The device allows people with prosthetics to manipulate a digital cursor using a current technology called myoelectric prostheses, or Myo. That tech takes advantage of the “phantom hand” phenomenon by capturing signals being sent to the muscles of a missing hand, determining what movement the wearer is attempting to make, and commanding the prosthetic to act accordingly.
This same principle is at work in Shortcut. The wearable device consists of a small circuitboard, an optic sensor, Bluetooth, and a battery. When the user moves the watch-like device around over a desk or table, the optic sensor moves the cursor on the screen, just like a regular mouse would. The Myo technology can then interpret the wearer’s attempted gestures into digital actions. For example, attempting to pinch together the thumb and index finger results in a click of the mouse, pinching the thumb and middle finger right clicks, and so on.

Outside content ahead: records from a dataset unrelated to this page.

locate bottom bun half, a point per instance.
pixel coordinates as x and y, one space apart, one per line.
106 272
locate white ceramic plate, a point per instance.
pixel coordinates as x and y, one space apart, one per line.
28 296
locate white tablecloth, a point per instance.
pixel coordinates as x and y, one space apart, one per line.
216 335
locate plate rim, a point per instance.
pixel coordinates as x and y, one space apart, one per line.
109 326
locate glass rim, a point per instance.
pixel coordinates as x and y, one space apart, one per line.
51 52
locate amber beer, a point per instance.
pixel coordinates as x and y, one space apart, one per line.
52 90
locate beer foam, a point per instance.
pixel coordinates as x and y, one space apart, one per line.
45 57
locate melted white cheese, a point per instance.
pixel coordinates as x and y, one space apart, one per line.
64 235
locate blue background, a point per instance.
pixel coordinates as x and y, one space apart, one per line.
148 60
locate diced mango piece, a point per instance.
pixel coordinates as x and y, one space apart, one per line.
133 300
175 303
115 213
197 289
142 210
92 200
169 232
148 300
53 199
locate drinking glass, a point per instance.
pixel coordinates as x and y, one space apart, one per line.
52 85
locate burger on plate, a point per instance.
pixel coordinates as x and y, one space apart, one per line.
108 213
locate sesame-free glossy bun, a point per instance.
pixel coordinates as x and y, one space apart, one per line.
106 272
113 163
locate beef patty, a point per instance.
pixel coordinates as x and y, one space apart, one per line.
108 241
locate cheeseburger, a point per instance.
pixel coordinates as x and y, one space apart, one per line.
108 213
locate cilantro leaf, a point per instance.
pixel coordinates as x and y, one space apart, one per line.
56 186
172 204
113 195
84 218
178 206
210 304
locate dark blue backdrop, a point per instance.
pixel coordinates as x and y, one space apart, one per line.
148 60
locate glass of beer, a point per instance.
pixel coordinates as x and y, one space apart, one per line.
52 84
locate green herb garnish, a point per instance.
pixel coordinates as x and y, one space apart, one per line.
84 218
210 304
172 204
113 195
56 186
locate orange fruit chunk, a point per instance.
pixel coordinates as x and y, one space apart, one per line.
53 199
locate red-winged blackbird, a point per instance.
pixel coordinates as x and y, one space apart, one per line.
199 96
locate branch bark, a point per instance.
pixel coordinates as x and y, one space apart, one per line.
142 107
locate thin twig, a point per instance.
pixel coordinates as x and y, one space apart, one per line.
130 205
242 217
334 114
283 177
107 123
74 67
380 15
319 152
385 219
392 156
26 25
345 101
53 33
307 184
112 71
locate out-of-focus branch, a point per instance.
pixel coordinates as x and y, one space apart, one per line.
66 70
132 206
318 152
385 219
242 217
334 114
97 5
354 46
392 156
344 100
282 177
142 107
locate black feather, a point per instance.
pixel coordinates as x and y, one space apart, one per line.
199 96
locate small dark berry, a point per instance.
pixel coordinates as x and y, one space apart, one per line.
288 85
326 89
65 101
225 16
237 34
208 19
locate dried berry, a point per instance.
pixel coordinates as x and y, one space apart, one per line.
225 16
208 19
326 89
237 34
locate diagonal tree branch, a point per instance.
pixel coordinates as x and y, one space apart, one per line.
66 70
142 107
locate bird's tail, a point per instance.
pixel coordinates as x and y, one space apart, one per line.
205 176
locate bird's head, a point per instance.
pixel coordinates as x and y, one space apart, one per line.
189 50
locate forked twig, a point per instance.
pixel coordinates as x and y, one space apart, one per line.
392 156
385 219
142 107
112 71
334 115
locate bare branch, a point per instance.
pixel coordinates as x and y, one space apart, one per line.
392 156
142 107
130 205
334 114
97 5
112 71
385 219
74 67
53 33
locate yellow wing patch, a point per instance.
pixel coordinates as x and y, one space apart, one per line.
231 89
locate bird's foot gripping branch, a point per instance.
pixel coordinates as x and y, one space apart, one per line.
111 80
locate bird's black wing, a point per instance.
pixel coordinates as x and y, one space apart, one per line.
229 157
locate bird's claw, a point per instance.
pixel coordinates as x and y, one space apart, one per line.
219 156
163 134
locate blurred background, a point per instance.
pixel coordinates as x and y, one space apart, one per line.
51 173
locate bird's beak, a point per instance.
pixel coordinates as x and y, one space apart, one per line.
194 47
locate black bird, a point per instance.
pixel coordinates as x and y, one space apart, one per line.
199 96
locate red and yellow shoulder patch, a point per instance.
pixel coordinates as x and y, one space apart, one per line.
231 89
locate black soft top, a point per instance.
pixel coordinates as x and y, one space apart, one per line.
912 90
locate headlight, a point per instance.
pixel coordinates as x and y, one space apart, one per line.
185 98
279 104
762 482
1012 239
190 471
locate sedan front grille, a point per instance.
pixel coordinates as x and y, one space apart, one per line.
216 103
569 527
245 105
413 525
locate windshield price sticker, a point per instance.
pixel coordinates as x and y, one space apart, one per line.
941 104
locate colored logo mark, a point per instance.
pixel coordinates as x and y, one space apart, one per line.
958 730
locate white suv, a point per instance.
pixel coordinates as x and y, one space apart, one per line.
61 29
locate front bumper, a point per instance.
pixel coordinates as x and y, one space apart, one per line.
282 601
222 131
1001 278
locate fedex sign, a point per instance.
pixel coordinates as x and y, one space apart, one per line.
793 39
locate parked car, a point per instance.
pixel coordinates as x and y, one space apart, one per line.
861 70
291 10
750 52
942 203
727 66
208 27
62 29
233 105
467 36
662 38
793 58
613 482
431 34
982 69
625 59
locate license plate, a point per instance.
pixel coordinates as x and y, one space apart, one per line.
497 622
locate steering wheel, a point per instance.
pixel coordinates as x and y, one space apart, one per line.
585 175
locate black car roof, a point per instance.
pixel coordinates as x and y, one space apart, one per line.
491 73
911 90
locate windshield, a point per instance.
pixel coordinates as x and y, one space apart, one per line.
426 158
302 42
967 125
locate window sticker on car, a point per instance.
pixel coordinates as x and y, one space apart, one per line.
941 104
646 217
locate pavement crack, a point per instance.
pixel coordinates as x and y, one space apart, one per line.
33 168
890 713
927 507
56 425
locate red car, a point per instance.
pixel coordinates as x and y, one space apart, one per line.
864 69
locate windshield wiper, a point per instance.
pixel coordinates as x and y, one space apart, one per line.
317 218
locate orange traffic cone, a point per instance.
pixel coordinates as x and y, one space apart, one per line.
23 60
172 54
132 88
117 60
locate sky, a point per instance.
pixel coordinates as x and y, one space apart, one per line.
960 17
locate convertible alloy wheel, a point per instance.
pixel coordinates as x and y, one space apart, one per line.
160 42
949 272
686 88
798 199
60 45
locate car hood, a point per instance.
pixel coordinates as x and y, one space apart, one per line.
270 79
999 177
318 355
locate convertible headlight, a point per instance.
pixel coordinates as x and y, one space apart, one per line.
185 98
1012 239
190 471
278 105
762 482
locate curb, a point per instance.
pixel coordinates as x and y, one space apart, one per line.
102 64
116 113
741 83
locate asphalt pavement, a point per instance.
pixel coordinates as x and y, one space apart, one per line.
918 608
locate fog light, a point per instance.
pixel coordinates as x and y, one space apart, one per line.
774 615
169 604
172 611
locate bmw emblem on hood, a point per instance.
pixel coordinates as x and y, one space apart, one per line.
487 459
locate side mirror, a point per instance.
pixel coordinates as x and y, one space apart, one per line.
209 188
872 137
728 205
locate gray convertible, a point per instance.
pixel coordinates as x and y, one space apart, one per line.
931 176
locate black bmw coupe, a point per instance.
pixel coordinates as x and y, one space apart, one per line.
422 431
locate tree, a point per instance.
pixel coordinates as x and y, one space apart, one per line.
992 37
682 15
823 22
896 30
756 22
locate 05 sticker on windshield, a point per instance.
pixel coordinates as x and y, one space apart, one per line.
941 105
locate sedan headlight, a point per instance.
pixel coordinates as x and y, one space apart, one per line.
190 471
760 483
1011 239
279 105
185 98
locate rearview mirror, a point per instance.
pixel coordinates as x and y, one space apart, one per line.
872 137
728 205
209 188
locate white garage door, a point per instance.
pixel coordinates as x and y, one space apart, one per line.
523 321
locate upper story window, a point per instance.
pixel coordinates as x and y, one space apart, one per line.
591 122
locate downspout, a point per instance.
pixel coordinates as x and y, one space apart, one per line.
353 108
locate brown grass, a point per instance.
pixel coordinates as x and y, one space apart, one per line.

This development would allow people with disabilities to more easily work with laptops, computers, and the like. Even if a person was desk-bound, they could still work in an office setting, literally transforming the day-to-day lives of many PWDs.
Even more than that, though, this new device offers just one more example of how technology is completely reshaping how we interact with the world. Similar to how cellphones changed how we communicate, the tech behind Shortcut could revolutionize a major aspect of society: the way we manipulate the digital world. Will computer mice be the landlines of the future? Only time will tell.